Tutorial III: Howtos

1) How to freeze a module during training?

To freeze a module during training, use the include and exclude arguments of module's .collect_params() and .collect_self_updates() functions.


class FOO(Module):
    def __init__(self):
        self.cnn0 = Conv2D(...)
        self.cnn1 = Conv2D(...)
        self.cnn2 = Conv2D(...)

# Now we will freeze cnn0 and cnn1 submodules during training
model    = Foo()
loss     = ...
params   = model.collect_params(exclude=['cnn0', 'cnn1'])
updates  = optimizer(loss, params)
updates.update(model.colect_self_updates(exclude=['cnn0', 'cnn1']))
train_fn = theano.function([...], [...], updates=updates, no_default_updates=False)

2) How to initialize a partially modified model with previouslly trained weights?

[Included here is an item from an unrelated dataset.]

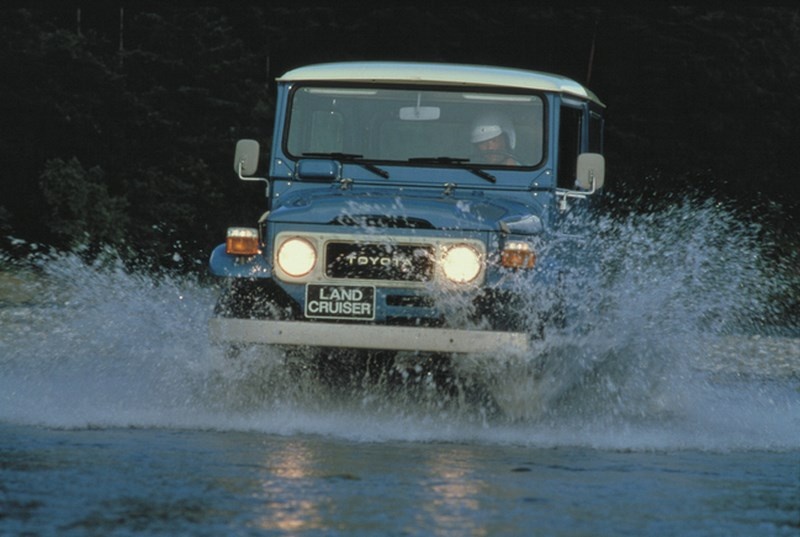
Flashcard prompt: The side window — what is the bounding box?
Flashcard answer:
[588,112,603,153]
[556,106,583,189]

A frequently encountered scenario in research is that we want to re-use trained weights from a previous model to initialize a new model, usually partially modified. The most convenient way is to use Module's set_weights_by_name() method with the unmatched argument set to warn or ignore. To use this method, it's assumed that you didn't change the variable's name to be initialized; otherwise, you can use the name_map argument to input the corresponding weight->variable mapping, or the most primitive way, use tensor's get_value() and set_value() methods explicitly.


from dandelion.util import gpickle
old_model_file = ...
old_module_weights, old_userdata = gpickle.load(old_model_file)
new_model = ...
new_model.set_weights_by_name(old_module_weights, unmatched='warn')

3) How to add random noise to a tensor?

Just use Theano's MRG_RandomStreams module.


from theano.sandbox.rng_mrg import MRG_RandomStreams as RandomStreams
srng = RandomStreams(np.random.randint(1, 2147462579))
y = x + srng.normal(x.shape, avg=0.0, std=0.1)   # add Gaussian noise to x

What you'd keep in mind is that if you used Theano's MRG_RandomStreams module, remember to set no_default_updates=False when compiling functions.

4) How to do model-parallel training?

According to issue 6655, model-parallel multi-GPU support of Theano will never be finished, so it won't be possible to do model-parallel training with Theano, and of course, Dandelion.
For data-parallel training, refer to platoon for possible solution. We may implement our multi-GPU data-parallel training scheme later, stay tuned.